Yes, I love bright patterns and mixing colors, but I also try to make it match. I've always loved fashion and dressing up. I always plan my outfit the night before, and actually that's usually the only thing I plan.


----------



## charlie.elliot (Jan 22, 2014)

The Typeless Wonder said:


> *9w8​*9/8 has a tendency to be physically big. Many 9/8s have long, solid bones, and they are often remarkably strong. If they are healthy, they move with a powerful, fluid grace. If unhealthy, they can be quite clumsy and uncoordinated. Because they would rather not be the subject of much attention, and they feel no need to be different, they usually dress in traditional, acceptable clothing, seldom flashy or odd. Like 9/1s, 1/9s, and 6/5s, their particular brand of utter normality may be one of their most distinguishing features.
> 
> 
> *9w1​*Because they usually do not want to be noticed, average 9/1s almost always dress as inconspicuously as possible. They wear the most normal, culturally unremarkable clothing they can find. They really want to be as invisible as possible. Physically, the 9/1s with the strongest one-wings tend to be thin, while those with less one energy can sometimes become soft and pudgy. Most 9/1s are of an intermediate build.



Neither is particularly true.... I like to use clothing to express myself. I dont dress particularly flashly, but I also dont dress bland either. I pay a lot of attention to how I dress and try to match everything.
I dont know, this just seems like "take the most obvious trait each type and translate it into clothing." Its more complicated than that. I dont naturally attract attention to myself, but I think subconsciously I enjoy dressing in surprising ways to attract some attention to myself without seeming like I am. 

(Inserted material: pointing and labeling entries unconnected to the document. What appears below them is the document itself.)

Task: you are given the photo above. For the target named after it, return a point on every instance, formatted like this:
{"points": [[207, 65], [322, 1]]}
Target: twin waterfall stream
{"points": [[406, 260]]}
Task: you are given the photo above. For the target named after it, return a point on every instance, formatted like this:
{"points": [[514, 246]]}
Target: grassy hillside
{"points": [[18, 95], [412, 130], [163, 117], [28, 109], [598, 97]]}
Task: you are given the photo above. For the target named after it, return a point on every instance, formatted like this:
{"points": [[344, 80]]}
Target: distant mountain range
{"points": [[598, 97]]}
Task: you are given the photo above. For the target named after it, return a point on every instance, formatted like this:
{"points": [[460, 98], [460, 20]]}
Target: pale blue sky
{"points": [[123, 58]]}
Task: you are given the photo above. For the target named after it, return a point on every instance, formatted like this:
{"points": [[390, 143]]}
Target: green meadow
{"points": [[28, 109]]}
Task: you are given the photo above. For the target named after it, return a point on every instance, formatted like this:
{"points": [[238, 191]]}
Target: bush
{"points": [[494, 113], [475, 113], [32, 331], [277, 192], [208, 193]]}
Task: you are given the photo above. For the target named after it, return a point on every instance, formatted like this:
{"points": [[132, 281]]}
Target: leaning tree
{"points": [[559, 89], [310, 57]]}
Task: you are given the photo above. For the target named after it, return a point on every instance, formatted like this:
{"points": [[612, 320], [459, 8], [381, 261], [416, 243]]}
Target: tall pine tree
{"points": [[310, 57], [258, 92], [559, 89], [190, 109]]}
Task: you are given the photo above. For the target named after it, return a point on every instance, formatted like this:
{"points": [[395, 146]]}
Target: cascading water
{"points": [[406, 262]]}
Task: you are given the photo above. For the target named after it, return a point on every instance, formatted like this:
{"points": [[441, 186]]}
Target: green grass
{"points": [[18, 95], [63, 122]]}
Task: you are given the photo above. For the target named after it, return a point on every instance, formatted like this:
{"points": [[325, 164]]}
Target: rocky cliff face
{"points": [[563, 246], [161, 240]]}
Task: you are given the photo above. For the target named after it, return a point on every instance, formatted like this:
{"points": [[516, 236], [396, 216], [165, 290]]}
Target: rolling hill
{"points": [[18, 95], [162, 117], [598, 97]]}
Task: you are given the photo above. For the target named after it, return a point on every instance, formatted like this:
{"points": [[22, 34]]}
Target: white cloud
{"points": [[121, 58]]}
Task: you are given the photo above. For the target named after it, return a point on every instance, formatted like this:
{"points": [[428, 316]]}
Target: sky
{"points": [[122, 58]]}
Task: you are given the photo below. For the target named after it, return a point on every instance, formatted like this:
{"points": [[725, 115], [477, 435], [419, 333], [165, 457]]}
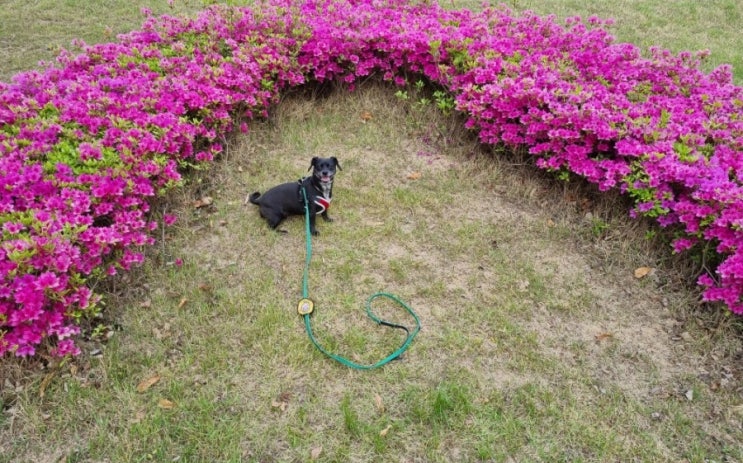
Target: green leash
{"points": [[306, 306]]}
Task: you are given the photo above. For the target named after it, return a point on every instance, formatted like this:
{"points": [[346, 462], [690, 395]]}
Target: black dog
{"points": [[286, 199]]}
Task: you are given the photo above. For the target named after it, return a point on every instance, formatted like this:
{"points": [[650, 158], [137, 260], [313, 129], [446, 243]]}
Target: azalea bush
{"points": [[87, 143]]}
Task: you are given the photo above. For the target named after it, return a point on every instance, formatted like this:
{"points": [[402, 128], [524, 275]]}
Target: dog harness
{"points": [[323, 204]]}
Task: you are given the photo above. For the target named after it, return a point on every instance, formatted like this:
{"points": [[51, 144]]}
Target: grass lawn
{"points": [[538, 342]]}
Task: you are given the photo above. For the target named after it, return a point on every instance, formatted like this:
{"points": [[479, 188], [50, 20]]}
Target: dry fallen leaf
{"points": [[642, 272], [45, 382], [166, 404], [138, 417], [148, 383], [203, 202], [280, 404], [378, 403]]}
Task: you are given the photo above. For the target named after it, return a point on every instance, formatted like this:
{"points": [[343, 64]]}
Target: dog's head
{"points": [[324, 168]]}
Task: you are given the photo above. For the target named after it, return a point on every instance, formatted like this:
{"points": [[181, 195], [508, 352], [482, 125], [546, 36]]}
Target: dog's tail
{"points": [[253, 198]]}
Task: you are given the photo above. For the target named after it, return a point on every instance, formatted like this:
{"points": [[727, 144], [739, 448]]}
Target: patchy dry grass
{"points": [[538, 344]]}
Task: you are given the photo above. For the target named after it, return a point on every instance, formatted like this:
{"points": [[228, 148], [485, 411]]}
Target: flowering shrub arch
{"points": [[86, 144]]}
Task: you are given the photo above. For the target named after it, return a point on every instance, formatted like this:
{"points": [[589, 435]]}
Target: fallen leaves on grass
{"points": [[642, 272], [166, 404], [45, 383], [145, 384], [378, 402], [204, 201], [282, 401]]}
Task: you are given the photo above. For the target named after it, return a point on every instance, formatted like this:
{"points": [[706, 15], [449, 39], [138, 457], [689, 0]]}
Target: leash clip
{"points": [[305, 306]]}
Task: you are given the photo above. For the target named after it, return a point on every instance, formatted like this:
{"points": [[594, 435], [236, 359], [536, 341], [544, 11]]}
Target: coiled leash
{"points": [[306, 306]]}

Also, I've met many other 9w1s and we looked nothing alike.

On the other hand, I'm thin but I've always had weirdly big muscles (in arms/legs) that I had even as a kid, and I never lift weights or do anything to build muscle. This correlates with the idea that body types then to be bigger somewhat. Who knows.


----------



## TruthDismantled (Jan 16, 2013)

> 6/7s can be quite physically attractive. The sixish desire to be liked combines with sevenish sensuality and vanity, and the result could be someone who can dress and act in a remarkably appealing way. There is sometimes a shy sort of cuteness, even in the males, or perhaps a macho sort of masculine charm or a coyly innocent feminine sexuality. 6/7 likes to be clearly of one sex or the other, unlike the more gender-neutral sevens.


Physically attractive, yerpppppppppppppppppppppppppppp  just kidding.

I can be quite vain, but not flashy. I like to attract attention but not in an obvious way because I don't like to feel too much in the spotlight.


----------



## Donovan (Nov 3, 2009)

lol. 


like Paradigm, i don't wear anything with the logo or label printed all over the piece. i'd rather have clothing that is either more neutral/plain, or accentuating (in terms of color or fit). 


but i also like the grungy/might-be-a-very-well-off-homeless-person look too. if something got a cigarette burn in it, i now like it even more. my shoes--that i used while waiting tables for about three years--are literally falling apart, but i find myself growing to like them more and more with each new tear (black, combat-boot-like [minus the height it travels up the leg], but also old= easy to slip on/off, and non-slip--for practicality )... so, well-fitted, but also "off", just a little. 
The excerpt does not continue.